Computer tomography (CT), magnetic resonance imaging (MRI), and transesophageal echocardiography (TEE) have been used to diagnose angiosarcoma. Computed tomography imaging may show protrusive vegetations or discrete soft-tissue mass with lobules often shaped like a “cauliflower” [19]. Often, these bulky lesions will cause intraluminal narrowing that can be mistaken for a tumor, thrombus or atheroma. Symptoms of visceral occlusive disease will warrant a CT or CTA scan on initial work-up. If there are signs of brachiocephalic insufficiency or aortic coarctation symptoms, then a TEE should be performed [20]. Magnetic resonance imaging has been shown to be superior to help distinguish an intimal sarcoma from atherosclerotic disease [9]. Common markers including CD31, CD34, factor VIII, and Fii-1 are used in immunohistochemical studies to help make this diagnosis [9].

The presenting symptoms can be nonspecific including abdominal pain, back pain, lower extremity claudication, and secondary hypertension [14]. Other symptoms may include weight loss, bleeding, fatigue, depending on the sites of the disease.

Treatment

At initial presentation, the majority of patients (>50%) will have metastatic disease predominantly to the lungs and subsequently the liver followed by, chest wall, skin, brain, bone, and intestines [10]. The median survival of patients with angiosarcoma of the aorta is 14 months from time of diagnosis (ranging from 1–75 months) [10]. A combination of surgical resection, chemotherapy, and radiation offers the longest survival time. Surgical resection should be performed with a margin of at least 2 cm of unaffected tissue surrounding the tumor for best results. Treatment for primary angiosarcoma of the aorta is tailored individually depending on age, comorbidities, performance status, and age of the disease. One patient was treated with surgical resection and radiation but died 16 months later [10]. Another was treated with surgical resection, mitomycin, doxorubicin, cisplatin and did not recur at a 16 year follow-up [16]. Another was treated with mitomycin C, doxorubicin, and cisplatin but died four months later [10]. According to Fatima et al., patients receiving any combination of surgical resection, radiation, or chemotherapy lived at least five months from the time of diagnosis while one patient who only underwent surgical resection lived two months [20]. However, one patient did not receive any form of therapy but lived 20 months from diagnosis [15]. The use of paclitaxel in patients with metastatic angiosarcomas according to Schlemmer et al. has shown a response rate of 75% (6/8) in scalp angiosarcomas and 58% (14/24) in other sites of primary angiosarcoma [9].

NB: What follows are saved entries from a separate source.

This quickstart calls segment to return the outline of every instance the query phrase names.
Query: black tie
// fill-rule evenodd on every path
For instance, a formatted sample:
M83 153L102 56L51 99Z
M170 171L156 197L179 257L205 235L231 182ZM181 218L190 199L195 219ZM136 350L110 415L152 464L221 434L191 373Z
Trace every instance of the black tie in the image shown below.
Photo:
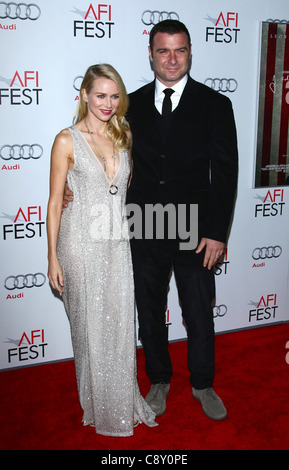
M163 101L163 108L162 108L162 115L168 116L172 112L172 101L171 95L174 93L174 90L171 88L166 88L164 90L164 101Z

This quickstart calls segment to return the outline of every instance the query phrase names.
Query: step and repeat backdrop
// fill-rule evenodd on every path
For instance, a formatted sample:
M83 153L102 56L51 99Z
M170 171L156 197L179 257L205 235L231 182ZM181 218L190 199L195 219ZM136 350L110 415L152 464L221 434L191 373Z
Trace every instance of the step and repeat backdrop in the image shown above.
M149 34L166 18L187 25L191 75L231 99L238 131L235 214L215 266L216 332L289 321L288 0L0 2L2 370L73 356L47 279L51 146L72 123L89 65L111 63L128 92L153 79ZM166 323L170 341L186 337L174 277Z

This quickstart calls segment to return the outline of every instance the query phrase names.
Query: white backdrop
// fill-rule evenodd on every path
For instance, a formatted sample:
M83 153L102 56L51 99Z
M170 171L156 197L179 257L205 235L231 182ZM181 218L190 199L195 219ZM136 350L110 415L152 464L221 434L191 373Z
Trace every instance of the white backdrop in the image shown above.
M46 277L51 146L72 122L89 65L111 63L128 92L153 79L147 46L152 23L167 17L161 12L187 25L191 75L208 86L225 78L219 92L235 113L239 186L216 269L216 332L288 321L289 188L254 189L261 22L288 22L288 0L35 2L0 2L0 369L73 355ZM167 323L170 341L186 337L174 278Z

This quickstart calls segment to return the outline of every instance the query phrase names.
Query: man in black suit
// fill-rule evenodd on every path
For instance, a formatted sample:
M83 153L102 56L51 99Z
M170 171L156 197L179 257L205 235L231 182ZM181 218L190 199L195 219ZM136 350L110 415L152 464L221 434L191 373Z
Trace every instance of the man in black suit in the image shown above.
M186 223L186 229L197 223L198 240L193 249L180 244L183 226L173 239L169 218L164 218L162 239L156 227L149 239L131 239L140 338L151 381L146 401L157 416L165 412L172 375L165 312L173 269L188 334L193 396L208 417L221 420L227 411L213 390L212 268L225 250L237 185L233 111L227 97L188 75L191 41L179 21L165 20L152 28L149 57L155 80L130 95L133 176L127 202L143 213L148 205L173 205L176 214L186 207L186 220L177 221ZM167 88L173 93L164 93ZM171 96L164 100L167 93ZM172 109L163 111L167 103ZM198 207L197 220L192 205Z

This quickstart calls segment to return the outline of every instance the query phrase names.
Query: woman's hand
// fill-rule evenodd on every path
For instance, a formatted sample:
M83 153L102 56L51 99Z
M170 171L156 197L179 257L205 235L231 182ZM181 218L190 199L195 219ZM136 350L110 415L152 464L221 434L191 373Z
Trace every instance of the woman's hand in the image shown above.
M53 260L48 264L48 279L51 287L57 290L60 294L63 293L63 274L59 261Z

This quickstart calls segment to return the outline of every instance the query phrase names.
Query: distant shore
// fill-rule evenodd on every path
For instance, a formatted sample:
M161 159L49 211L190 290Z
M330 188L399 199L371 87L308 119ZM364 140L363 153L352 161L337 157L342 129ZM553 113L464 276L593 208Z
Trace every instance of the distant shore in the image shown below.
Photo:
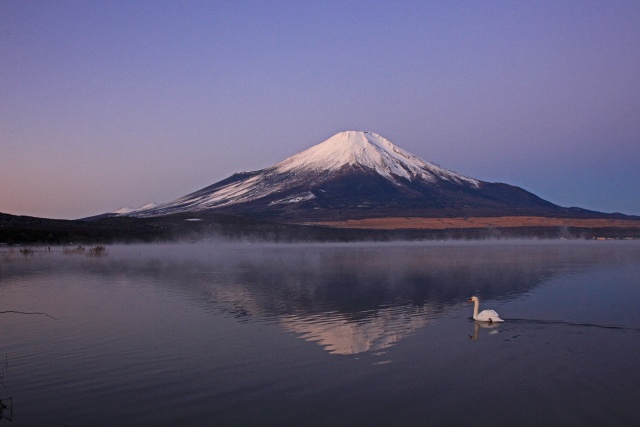
M52 220L0 214L0 246L96 245L211 239L366 242L482 239L640 239L636 218L395 217L283 223L211 213Z
M640 220L629 219L576 219L547 218L540 216L502 216L469 218L367 218L345 221L307 222L305 225L322 225L331 228L359 228L367 230L446 230L466 228L514 228L514 227L579 227L579 228L639 228Z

Angiosarcomas of the aorta are rare entities. An association with medical devices and endovascular stents has been suggested. Presenting signs and symptoms can be non-specific, often leading to a misdiagnosis. Angiosarcoma can mimic aortoiliac occlusive disease, thromboembolism, or false saccular aneurysm. Due to the rarity of angiosarcoma, the optimal treatment is not yet defined but multimodality approaches combining surgery, chemotherapy, and radiation are used. The prognosis, despite these therapies is dismal.